Romanzo di viaggio e d’amore.
Ciò che per il bruco è la fine del mondo,
(LAO TSE)
in realtà è una bellissima farfalla.
Preludio
“Anche tu prendi l’autobus del cielo?”.
Il bimbetto biondo avrà su per giù cinque anni e un sorriso da togliere il respiro.
“Io non ho mica paura di volare, lo sai?” alzando il mento verso di me con l’aria di volermi sfidare.
“E tu, c’hai paura, invece?”.
“Forse” dico.
“Forse sì o forse no?”.
“Un po’ sì e un po’ no”.
“Ma non è mica una risposta, o sì o no” puntualizza facendosi all’improvviso molto serio.
“E allora diciamo di sì”.
Il bimbetto si guarda intorno con aria smarrita come se stesse cercando qualcosa.
“Ma tu parti da sola”.
“Sì, parto sola”.
“E allora perché hai detto diciamo se ci sei solo tu.

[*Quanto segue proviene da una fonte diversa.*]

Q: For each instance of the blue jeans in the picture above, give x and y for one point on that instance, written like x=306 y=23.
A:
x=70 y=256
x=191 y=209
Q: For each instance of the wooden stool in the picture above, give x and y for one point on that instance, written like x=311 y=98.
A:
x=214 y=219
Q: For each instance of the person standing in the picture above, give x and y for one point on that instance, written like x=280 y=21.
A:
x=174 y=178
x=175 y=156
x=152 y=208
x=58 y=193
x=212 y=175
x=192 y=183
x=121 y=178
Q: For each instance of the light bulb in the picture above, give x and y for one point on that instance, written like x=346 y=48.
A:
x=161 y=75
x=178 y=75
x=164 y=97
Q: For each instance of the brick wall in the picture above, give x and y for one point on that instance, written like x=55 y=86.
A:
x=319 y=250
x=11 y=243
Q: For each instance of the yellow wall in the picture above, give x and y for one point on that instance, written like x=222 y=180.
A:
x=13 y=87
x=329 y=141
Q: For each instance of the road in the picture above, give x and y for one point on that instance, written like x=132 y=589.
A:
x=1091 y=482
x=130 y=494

Diciamo è in forma plurale”.
… E ti vengo a cercare…
… anche solo per vederti o parlare…
… Perché ho bisogno della tua presenza
…per capire meglio la mia assenza.
Mi sono imbottita di gocce per dormire, questa mattina, eppure mi sento più sveglia e vigile che una civetta nel cuore della notte. Per non parlare della settimana che ha preceduto il mio viaggio, scandita da puntuali somministrazioni di Fiori di Bach: quattro gocce fatte cadere dalla pipetta di vetro sterile sotto la lingua dove risiedono i ricettori vitali. Mimulus, Cherry Plum, Impatiens, Clematis: ci sono tutti. Ma, niente. Il cuore seguita a martellarmi in petto senza concedermi un solo attimo di tregua; le mani mi sudano e pure i piedi, infilati in un paio di scialbi sandali da turista tedesca.

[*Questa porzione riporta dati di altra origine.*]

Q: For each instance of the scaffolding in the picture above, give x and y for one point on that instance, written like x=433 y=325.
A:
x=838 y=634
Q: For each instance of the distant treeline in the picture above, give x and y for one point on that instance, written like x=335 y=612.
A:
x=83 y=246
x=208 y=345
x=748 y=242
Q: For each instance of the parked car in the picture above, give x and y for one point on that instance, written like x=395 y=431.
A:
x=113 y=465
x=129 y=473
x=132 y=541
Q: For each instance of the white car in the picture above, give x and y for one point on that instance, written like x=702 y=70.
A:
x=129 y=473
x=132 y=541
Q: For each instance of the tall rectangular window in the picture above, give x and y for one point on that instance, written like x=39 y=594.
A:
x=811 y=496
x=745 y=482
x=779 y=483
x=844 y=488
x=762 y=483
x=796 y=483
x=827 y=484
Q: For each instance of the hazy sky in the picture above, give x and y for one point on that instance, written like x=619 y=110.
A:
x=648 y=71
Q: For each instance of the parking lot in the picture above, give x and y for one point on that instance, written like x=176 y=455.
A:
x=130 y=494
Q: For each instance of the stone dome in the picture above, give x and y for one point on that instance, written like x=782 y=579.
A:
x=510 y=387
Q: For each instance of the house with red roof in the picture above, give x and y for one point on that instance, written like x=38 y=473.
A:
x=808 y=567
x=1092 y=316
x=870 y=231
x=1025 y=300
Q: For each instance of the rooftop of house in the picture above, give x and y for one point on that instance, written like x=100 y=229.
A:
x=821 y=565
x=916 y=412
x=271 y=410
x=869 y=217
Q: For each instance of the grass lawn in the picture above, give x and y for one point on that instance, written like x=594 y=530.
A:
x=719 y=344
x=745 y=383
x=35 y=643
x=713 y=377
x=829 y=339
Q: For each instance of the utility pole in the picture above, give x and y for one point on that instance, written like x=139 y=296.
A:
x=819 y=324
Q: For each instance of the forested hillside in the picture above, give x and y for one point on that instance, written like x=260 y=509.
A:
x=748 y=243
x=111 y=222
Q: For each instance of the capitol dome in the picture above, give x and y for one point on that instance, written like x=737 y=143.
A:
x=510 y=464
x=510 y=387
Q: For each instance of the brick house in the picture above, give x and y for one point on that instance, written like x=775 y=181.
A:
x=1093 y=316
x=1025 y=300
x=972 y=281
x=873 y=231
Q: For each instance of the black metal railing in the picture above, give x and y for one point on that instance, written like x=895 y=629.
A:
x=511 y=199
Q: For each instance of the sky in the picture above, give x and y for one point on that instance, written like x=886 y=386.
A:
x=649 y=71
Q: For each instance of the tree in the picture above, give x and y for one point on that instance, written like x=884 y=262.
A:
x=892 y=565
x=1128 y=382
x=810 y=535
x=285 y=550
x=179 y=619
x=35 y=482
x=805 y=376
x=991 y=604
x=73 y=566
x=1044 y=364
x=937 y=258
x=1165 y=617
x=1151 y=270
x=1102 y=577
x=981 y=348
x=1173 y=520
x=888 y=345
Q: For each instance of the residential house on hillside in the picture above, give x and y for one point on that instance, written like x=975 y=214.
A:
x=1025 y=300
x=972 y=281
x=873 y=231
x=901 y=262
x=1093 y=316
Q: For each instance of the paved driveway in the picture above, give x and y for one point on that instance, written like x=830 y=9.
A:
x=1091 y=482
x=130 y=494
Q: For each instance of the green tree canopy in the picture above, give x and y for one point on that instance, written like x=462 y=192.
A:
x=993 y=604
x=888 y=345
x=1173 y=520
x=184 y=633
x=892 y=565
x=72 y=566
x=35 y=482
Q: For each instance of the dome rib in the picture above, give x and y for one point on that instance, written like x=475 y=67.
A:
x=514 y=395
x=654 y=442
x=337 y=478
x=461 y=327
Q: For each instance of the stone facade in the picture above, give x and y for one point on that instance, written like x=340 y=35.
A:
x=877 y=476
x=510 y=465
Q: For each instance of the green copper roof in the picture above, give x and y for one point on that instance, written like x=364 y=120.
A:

“Se i cattivi hanno messo le bombe, quelli in divisa lo scoprono: suona tutto, così noi non saltiamo per aria” sussurra il bambino, alzandosi sulle punte dei piedi come se mi stesse rivelando un’informazione segreta.
“A mio papà… hanno fatto togliere le scarpe per vedere se c’era dell’esplosivo dentro”. E scarabocchia nell’aria un’energica esplosione con tanto di effetti speciali.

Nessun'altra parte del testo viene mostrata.